The only advice you needs is "be consistent" If you make the bottom button on a keypad a room off or all off type of button, do it on all keypads.
I typically do this
Scene based
Room or area ON (entrance - Home) Scene Scene or feature Next room or area Room or area Off (entrance Away) R L
Fixture based
Room ON Fixture Fixture Fixture or next room Room Off R L
Double tap sends lights to 100% Shades can easily be incorporated.
Variation of this would be on bedside Keypad where I would have a night mode and a goodnight button
I have "fixed" more than a few Lutron systems over the years and the main thing that needed fixing was the programming. If a client is going to have to stop and read each keypad to remember what the buttons do (because they are completely different from room to room), your doing it wrong.

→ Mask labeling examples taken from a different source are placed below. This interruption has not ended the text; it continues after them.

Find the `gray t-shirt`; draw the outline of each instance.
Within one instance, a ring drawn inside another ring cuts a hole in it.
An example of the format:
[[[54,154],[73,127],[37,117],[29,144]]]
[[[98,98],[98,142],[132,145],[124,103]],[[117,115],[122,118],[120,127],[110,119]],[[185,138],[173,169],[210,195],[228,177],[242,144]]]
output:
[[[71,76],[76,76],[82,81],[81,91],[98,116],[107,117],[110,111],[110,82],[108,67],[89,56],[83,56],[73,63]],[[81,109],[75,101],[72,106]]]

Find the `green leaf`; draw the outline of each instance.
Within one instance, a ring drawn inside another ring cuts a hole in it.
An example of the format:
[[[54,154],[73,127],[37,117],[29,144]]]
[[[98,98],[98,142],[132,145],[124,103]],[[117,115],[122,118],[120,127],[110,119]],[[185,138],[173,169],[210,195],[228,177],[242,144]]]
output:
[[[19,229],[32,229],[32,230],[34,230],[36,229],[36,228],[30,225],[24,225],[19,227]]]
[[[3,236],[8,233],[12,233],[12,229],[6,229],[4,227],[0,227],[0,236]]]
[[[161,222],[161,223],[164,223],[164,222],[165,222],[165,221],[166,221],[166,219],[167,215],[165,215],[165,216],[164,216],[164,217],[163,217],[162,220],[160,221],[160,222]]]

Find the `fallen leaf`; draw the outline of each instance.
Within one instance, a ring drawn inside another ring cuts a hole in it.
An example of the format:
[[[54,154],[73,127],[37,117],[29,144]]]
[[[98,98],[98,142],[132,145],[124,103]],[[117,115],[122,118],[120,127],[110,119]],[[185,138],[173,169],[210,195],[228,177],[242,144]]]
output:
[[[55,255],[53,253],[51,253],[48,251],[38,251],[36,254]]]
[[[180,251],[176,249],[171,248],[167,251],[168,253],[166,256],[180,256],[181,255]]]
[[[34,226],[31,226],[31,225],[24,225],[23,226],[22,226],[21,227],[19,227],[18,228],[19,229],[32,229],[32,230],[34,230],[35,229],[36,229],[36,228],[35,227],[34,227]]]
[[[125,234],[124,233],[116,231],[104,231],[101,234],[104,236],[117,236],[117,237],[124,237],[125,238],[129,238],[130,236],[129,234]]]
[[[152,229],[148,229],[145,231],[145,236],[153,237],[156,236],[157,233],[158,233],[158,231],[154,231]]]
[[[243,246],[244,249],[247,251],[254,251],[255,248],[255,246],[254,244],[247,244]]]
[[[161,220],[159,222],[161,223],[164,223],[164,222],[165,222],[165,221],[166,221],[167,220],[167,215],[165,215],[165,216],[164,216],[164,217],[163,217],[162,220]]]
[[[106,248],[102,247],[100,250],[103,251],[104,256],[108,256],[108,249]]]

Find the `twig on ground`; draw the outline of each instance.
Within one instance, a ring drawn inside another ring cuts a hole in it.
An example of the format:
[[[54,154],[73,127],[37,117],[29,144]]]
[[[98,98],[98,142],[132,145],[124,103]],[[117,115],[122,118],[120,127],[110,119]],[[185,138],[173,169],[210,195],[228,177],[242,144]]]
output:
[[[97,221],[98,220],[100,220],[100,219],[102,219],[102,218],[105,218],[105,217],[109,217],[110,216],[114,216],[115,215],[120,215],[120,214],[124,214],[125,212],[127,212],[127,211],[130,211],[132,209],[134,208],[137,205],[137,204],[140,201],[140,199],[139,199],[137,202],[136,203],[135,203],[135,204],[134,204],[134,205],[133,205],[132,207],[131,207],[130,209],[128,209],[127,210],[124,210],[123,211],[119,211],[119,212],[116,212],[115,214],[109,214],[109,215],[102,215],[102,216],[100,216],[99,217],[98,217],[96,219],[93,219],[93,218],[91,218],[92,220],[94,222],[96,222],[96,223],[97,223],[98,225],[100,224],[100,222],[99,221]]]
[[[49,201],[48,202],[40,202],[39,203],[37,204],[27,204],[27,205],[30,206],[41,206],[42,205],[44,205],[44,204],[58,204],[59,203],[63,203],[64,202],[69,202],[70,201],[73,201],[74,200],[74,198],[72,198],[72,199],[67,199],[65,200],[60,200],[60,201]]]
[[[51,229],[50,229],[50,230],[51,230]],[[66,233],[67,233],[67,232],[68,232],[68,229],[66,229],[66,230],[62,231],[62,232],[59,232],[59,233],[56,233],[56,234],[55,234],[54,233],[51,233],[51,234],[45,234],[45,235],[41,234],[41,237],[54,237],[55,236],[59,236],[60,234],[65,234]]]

As for setting scenes. If you are not a lighting designer, and really don't know what may or may not look good, find a designer in your area. Tell the client that if they are relying on you to figure out the settings you are bringing in your designer and there is an extra cost of whatever, or build the designer costs into your system price. You only need them for a couple of hours or so. Walk through with everyone, let designer take the client by the hand while you make changes on the fly. Everyone wins.